Terdapat goresan luka di siku tangan kirinya. Ku hela napasku memandang gadis
berparas cantik itu. Ia hanya tersenyum samar karena tertangkap basah berbohong
olehku.
“Mari
ku obati lukamu.”
Ajakku
mengambil tas yang kuletakkan lalu meraih jemari tangan kanannya yang tak terluka
dan menariknya mengikuti langkahku. Sebenarnya, aku tak tau harus membawanya
kemana. Aku hanya berjalan lurus ke depan saja. Dan benar saja, aku lupa kalau
dideretan jalan ini, ada cafe kesukaanku yang biasanya sering kukunjungi
bersama kakak laki-lakiku. Segera kupijakkan langkahku menuju cafe itu.
Sesampainya
ditempat itu, segera ku keluarkan kotak obat dari tasku.

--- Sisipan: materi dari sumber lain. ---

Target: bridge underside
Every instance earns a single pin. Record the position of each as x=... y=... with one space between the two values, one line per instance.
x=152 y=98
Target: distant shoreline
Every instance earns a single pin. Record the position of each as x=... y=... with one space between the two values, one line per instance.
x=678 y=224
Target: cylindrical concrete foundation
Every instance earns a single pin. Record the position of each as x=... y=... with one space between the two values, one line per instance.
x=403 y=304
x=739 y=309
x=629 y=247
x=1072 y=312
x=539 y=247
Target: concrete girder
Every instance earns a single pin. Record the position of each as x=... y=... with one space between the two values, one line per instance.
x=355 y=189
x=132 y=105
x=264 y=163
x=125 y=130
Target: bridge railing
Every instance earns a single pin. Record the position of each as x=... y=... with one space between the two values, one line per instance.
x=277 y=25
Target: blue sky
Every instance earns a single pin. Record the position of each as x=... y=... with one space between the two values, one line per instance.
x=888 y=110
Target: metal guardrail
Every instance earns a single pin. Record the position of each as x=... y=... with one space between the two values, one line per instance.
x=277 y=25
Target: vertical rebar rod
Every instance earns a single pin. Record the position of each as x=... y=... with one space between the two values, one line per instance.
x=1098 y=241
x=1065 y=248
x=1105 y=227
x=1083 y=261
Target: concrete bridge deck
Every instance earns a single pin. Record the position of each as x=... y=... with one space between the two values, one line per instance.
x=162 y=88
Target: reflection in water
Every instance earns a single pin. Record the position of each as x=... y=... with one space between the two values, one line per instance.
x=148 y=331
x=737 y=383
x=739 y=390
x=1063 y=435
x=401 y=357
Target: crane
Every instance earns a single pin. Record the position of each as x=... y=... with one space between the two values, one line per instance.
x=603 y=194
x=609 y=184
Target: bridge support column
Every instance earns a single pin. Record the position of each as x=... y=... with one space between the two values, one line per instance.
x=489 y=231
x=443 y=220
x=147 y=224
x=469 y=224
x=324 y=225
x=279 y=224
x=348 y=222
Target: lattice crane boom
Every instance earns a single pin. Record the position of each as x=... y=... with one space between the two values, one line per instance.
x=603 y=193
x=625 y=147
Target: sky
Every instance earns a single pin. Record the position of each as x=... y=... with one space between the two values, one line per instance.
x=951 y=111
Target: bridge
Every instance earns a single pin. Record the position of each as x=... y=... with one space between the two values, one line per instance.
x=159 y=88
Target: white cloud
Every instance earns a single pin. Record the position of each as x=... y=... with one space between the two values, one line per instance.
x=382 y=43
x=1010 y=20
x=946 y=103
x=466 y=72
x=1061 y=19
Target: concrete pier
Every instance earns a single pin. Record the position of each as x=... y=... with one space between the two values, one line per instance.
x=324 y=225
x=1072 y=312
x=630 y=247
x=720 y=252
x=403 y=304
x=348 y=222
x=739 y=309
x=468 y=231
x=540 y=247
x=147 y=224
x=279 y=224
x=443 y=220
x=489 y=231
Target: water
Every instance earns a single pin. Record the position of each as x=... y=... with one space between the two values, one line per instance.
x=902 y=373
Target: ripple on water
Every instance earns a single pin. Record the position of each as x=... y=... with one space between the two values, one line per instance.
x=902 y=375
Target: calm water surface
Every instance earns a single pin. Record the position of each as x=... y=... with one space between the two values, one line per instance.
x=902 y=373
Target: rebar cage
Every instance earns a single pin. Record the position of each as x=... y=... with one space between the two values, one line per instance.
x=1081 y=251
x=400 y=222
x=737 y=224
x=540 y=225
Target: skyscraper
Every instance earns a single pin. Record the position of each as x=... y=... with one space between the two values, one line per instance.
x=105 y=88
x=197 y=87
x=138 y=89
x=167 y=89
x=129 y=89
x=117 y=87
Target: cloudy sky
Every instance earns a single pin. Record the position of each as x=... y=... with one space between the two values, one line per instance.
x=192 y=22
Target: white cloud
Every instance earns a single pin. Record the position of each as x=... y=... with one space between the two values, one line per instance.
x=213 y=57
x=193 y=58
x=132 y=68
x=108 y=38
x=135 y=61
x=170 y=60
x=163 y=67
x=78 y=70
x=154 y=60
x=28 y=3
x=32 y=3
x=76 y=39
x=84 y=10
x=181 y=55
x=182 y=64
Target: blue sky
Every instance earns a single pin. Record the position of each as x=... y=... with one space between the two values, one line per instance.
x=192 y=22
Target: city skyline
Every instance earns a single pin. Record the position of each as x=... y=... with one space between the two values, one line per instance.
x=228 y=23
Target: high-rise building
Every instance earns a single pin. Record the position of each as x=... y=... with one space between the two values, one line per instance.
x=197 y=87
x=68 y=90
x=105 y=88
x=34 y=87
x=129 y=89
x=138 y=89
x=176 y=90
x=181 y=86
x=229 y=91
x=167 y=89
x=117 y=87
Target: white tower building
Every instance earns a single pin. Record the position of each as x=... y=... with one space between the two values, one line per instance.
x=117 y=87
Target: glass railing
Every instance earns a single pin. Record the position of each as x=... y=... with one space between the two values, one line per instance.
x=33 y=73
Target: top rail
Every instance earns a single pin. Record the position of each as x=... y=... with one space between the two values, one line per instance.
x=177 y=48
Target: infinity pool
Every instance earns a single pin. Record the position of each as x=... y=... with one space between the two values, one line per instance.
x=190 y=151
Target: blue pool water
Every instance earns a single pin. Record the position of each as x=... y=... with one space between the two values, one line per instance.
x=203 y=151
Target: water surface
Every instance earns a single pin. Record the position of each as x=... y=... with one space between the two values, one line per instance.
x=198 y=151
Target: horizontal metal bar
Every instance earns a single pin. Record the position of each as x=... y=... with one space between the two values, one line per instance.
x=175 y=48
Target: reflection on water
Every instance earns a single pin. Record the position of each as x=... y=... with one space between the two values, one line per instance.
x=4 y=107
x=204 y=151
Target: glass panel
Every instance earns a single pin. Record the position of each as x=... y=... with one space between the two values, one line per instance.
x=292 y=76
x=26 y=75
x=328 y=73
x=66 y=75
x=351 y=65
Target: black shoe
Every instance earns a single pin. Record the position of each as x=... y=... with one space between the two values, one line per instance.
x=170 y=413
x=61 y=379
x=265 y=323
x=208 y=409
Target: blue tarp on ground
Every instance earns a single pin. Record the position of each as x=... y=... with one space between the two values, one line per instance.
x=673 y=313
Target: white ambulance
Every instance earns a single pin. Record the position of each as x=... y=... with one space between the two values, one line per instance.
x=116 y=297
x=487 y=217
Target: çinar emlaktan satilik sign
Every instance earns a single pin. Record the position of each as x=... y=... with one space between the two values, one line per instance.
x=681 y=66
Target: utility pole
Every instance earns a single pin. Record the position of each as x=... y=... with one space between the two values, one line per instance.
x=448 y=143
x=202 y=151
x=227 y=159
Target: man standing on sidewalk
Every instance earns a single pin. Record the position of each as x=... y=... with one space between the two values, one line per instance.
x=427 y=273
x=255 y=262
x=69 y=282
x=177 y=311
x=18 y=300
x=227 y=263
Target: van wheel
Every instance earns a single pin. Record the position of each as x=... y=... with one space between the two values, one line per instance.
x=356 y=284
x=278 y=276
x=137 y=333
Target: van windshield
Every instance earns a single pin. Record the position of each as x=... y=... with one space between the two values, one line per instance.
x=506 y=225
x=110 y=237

Ternyata ada untungnya
juga ku membawa kotak obat yang berat seperti ini jika akhirnya aku dapat
menolong orang yang ku tabrak. Perlahan, ku bersihkan luka gadis itu dengan
kapas. Sesekali, ia mengernyit dan menggertakkan rahangnya menahan sakit.
“Selesai.
Untung saja aku membawa kotak obat ini. Kau baik-baik saja kan, Nona?” ucapku
setelah selesai mengobati gadis ini. Ia hanya tersenyum dan menjawab sekenanya
saja.
Ku
memesan minuman untuk kami pada salah satu pelayan yang sedari tadi berdiri
menunggu pelanggan dari samping tempat kasir. Ia hanya mengangguk ringan dan
tak lama kemudian minuman yang kami pesan telah sampai. Aku senang menyambutnya.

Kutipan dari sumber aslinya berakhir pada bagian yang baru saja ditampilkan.